Erin shows Dan the public address, which is the transfer address. Dan’s announcement of the transaction is essentially a signed message announcing that his 0.005 bitcoins are now owned by Erin. Without too much detail, anyone who sees Dan’s signature transaction can verify that the token is indeed owned by him, so Dan has the right to send it.
However, as mentioned earlier, the transaction is only valid after the block is loaded and confirmed. Receiving unconfirmed transactions is the same as receiving eCash for $40. If it is not cashed in the bank immediately, the sender can spend the funds elsewhere. Therefore, Erin should wait at least 6 block confirmations (about one hour) before accepting Dan’s payment.
Bitcoin’s double spending problem
Bitcoin has been carefully designed to prevent double-spending attacks, at least if the protocol usage meets expectations. In other words, if someone is waiting for a block confirmation for a transaction, the sender will not be able to easily cancel the transaction. Only by “reversing” the blockchain can the transaction be reversed, which requires immense hash power.
However, some double-spending attacks specifically target users who accept unconfirmed transactions. Such as small purchases, merchants do not want to wait until the transaction is loaded into the block. Fast-food restaurants that are so busy may not be able to wait as long as the network needs to process each transaction. Therefore, if merchants enable “instant” payments, they may face double spending problems. Someone can send the same amount of funds back to their address immediately after ordering a burger and paying. As long as the processing fee for the latter transaction is higher, it may be confirmed first, and then the previous transaction will become invalid.

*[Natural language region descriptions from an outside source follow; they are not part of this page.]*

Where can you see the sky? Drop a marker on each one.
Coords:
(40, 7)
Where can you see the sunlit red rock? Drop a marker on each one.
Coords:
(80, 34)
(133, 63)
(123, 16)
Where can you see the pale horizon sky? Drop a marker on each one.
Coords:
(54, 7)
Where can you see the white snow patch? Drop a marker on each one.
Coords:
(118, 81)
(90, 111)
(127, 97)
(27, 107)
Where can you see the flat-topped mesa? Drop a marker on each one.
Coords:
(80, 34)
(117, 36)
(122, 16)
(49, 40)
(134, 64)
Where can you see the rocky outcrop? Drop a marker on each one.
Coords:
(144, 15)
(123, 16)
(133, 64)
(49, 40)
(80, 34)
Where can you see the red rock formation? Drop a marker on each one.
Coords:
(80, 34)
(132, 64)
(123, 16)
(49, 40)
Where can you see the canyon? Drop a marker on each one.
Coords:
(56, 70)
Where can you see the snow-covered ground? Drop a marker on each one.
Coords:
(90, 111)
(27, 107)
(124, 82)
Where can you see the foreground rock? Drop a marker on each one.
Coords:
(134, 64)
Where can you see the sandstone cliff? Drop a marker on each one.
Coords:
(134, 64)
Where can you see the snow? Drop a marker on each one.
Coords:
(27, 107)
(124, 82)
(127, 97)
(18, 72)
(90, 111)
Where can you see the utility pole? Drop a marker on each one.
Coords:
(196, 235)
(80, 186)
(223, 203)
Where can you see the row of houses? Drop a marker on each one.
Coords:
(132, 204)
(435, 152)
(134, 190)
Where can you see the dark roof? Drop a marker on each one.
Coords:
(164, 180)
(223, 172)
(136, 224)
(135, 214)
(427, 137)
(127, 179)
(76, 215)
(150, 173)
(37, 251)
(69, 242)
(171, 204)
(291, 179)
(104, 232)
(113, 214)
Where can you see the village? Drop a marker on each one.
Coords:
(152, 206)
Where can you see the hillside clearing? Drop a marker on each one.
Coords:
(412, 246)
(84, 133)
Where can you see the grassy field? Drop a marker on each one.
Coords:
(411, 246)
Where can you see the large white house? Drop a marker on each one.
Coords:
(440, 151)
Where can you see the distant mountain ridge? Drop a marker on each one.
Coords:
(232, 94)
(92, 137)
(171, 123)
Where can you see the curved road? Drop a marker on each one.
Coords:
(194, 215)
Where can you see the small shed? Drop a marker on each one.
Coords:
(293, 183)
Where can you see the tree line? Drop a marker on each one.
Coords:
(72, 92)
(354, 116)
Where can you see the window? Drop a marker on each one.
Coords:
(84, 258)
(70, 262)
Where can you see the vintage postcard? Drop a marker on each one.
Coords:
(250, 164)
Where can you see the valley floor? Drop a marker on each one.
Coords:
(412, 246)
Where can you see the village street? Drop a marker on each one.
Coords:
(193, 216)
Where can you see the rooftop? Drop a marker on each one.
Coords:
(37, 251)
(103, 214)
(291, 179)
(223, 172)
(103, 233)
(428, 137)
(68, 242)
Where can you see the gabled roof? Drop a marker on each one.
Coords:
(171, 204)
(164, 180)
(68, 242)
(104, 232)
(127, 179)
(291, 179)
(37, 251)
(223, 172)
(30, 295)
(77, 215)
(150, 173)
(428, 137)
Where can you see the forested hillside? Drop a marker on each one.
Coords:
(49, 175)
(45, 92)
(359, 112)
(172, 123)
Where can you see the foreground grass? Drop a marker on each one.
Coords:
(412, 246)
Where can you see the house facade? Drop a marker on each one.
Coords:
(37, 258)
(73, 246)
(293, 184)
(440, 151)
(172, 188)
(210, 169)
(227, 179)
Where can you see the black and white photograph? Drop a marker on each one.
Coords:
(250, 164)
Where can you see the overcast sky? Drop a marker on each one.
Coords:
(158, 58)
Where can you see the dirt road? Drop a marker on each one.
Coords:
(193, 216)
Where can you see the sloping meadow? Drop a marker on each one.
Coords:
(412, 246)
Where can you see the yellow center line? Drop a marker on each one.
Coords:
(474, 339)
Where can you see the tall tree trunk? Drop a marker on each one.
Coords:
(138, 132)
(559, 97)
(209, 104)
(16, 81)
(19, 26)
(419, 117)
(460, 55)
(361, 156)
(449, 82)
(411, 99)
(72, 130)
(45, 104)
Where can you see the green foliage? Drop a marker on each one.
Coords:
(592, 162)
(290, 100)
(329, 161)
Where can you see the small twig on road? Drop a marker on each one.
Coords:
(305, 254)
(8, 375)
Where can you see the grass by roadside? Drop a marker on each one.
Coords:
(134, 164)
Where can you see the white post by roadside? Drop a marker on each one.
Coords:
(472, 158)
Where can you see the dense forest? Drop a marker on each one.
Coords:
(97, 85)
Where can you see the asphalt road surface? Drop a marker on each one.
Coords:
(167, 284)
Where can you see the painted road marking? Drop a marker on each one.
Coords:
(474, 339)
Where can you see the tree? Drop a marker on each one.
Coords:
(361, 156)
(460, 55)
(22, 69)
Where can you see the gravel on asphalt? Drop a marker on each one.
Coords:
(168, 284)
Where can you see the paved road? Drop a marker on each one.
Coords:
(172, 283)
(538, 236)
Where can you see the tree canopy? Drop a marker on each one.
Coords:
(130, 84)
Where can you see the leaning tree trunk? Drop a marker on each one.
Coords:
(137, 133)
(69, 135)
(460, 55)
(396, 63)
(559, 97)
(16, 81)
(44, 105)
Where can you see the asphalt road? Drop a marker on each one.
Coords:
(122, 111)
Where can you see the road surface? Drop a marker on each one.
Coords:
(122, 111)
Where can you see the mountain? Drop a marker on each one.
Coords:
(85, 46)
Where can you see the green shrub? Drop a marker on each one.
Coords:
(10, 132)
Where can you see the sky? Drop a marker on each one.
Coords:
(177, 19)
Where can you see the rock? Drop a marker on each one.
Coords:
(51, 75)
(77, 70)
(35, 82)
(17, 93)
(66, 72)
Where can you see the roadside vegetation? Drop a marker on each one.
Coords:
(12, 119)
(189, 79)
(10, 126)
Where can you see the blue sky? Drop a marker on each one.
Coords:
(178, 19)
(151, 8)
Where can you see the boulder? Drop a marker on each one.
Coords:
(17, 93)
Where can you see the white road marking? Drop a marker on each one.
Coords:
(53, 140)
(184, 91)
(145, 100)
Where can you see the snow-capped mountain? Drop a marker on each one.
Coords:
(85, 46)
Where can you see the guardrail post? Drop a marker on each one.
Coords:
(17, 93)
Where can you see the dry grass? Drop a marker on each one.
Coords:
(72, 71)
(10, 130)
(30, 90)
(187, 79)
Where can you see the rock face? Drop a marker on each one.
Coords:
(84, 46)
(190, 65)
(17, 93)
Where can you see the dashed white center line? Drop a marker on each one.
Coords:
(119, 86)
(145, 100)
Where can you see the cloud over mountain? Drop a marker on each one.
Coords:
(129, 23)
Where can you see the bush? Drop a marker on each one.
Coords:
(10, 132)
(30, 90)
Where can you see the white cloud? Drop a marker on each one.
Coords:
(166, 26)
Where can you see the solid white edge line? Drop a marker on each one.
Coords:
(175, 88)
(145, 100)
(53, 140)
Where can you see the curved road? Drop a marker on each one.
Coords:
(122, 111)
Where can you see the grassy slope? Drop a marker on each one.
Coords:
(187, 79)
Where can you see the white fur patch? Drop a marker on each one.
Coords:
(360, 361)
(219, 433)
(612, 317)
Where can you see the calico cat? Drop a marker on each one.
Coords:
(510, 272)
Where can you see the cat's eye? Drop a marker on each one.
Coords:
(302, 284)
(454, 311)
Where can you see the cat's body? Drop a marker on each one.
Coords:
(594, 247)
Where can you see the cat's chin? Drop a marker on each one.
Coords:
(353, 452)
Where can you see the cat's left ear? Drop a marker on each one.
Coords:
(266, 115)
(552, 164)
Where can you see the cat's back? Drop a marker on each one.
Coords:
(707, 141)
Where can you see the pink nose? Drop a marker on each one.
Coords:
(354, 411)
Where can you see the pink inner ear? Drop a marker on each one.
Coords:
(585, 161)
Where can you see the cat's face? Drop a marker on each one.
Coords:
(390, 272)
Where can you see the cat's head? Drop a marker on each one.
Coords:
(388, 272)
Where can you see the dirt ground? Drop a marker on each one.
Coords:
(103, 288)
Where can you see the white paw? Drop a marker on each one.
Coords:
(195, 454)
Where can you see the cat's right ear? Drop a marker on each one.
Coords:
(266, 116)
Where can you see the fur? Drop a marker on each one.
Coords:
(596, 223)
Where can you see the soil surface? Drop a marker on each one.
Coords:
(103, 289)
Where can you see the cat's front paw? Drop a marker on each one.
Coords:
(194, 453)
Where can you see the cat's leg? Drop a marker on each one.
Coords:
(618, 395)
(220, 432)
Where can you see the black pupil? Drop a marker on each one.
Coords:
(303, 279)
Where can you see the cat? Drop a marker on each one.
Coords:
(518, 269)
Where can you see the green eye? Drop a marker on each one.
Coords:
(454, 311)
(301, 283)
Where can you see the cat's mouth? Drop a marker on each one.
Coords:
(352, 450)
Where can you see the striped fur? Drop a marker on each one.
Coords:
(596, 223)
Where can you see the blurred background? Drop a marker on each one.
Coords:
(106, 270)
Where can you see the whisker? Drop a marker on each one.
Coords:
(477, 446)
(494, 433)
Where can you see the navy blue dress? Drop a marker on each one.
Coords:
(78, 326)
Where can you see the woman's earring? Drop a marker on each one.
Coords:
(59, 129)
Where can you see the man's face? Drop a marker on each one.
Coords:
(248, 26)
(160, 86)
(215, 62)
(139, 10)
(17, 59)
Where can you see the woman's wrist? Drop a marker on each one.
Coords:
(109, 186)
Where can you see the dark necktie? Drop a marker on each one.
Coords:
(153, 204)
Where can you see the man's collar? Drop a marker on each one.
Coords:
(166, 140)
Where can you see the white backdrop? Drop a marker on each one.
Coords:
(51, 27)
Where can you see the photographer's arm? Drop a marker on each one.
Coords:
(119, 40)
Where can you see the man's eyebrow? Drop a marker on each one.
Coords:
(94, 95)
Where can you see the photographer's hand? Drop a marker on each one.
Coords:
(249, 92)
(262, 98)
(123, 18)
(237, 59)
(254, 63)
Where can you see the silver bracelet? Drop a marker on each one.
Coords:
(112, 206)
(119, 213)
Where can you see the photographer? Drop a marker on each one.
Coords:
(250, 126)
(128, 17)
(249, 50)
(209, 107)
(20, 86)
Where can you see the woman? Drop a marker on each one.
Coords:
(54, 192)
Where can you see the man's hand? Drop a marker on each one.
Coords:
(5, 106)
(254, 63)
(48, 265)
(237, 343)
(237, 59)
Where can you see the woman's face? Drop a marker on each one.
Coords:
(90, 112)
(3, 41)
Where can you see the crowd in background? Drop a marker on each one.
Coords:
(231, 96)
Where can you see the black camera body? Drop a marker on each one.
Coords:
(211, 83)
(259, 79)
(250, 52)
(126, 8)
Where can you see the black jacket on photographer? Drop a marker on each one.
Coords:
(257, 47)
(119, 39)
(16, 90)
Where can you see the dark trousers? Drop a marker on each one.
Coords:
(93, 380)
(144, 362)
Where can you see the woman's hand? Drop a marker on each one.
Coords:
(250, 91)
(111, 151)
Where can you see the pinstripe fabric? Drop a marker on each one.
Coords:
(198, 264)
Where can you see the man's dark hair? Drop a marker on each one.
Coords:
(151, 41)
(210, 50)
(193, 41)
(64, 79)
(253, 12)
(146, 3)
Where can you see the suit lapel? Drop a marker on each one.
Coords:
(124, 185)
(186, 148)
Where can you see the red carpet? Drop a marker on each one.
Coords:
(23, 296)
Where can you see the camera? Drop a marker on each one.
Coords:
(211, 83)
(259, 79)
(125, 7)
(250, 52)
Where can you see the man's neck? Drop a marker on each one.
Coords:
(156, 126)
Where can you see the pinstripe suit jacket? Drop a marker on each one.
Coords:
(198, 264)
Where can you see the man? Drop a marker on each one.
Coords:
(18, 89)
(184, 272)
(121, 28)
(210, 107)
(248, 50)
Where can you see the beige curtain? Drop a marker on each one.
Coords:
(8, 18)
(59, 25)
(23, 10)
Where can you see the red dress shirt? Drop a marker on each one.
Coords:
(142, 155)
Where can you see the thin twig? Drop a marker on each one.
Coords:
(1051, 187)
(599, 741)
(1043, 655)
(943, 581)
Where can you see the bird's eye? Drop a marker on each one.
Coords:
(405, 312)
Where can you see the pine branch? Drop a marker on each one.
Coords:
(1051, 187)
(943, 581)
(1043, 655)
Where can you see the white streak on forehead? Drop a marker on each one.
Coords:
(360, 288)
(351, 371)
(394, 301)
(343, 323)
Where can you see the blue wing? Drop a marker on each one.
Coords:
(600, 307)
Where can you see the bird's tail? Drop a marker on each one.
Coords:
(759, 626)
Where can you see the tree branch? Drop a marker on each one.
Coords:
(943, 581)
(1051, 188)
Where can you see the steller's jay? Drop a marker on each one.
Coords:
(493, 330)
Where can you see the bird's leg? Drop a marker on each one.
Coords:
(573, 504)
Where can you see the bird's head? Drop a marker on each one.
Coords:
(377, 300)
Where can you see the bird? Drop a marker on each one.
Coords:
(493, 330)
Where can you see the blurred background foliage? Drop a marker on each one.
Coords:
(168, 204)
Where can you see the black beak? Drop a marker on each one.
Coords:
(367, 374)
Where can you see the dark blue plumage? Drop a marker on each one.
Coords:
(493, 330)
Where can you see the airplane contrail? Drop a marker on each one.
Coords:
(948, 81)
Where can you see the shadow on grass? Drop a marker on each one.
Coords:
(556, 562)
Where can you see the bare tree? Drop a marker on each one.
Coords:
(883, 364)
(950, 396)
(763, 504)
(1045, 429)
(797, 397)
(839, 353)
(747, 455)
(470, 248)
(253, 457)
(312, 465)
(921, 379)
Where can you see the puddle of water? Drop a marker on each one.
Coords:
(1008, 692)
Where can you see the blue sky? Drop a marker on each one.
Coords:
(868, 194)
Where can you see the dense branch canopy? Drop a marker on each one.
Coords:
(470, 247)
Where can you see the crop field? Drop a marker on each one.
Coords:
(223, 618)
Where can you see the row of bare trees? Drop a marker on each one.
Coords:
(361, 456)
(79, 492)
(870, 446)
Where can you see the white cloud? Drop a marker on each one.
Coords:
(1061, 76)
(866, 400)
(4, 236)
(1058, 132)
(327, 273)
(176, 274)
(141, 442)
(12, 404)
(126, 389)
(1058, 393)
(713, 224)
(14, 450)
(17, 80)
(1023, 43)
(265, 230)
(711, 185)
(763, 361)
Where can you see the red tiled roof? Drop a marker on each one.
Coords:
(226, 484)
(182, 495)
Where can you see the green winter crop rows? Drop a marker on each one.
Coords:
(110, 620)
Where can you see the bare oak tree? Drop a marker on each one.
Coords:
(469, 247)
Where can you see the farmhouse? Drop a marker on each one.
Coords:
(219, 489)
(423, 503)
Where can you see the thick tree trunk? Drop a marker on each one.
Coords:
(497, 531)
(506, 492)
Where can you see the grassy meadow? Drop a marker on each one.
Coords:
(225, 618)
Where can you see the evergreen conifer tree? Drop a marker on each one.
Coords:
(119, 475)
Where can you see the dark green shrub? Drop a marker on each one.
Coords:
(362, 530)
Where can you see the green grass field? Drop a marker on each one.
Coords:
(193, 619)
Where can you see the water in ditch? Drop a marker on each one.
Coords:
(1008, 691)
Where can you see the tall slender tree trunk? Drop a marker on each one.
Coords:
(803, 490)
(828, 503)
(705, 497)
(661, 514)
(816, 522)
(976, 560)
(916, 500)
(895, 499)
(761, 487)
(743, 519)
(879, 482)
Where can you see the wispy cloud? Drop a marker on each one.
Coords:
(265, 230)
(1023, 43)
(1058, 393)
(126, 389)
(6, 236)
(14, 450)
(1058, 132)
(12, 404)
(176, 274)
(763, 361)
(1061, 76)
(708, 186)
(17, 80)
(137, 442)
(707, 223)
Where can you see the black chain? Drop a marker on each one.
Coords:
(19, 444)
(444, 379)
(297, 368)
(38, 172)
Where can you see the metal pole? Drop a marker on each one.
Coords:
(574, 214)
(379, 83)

There are currently three common double-spending attacks:
51% attack: A single entity or organization manages to control a hash rate exceeding 50% in order to delete or modify the order of transactions. The chance of this kind of attack happening on the Bitcoin network is minimal, but it has happened on other networks.
Race attack: Use the same funds to issue two conflicting transactions in a row, but only one transaction is confirmed. The attacker’s goal is to invalidate another payment by verifying a transaction that is beneficial to him. For example, sending funds to an address under his own control. Competitive attack。
Finney attacks: The attacker mines a transaction in advance and puts it into a block, but does not immediately publish it to the network. Instead, he pays the same token into another transaction, and then releases the previously mined block, thus invalidating the payment. The necessary condition for the Finney attack is that the events occur in a specific order, and the success also depends on whether the recipient accepts the unconfirmed transaction.
Summarize
Users can use the double-spending attack to tamper with the peer-to-peer electronic cash system, and use the same funds multiple times for improper gains. In the past, this problem had to be solved very well, and the development of this field has been stagnant.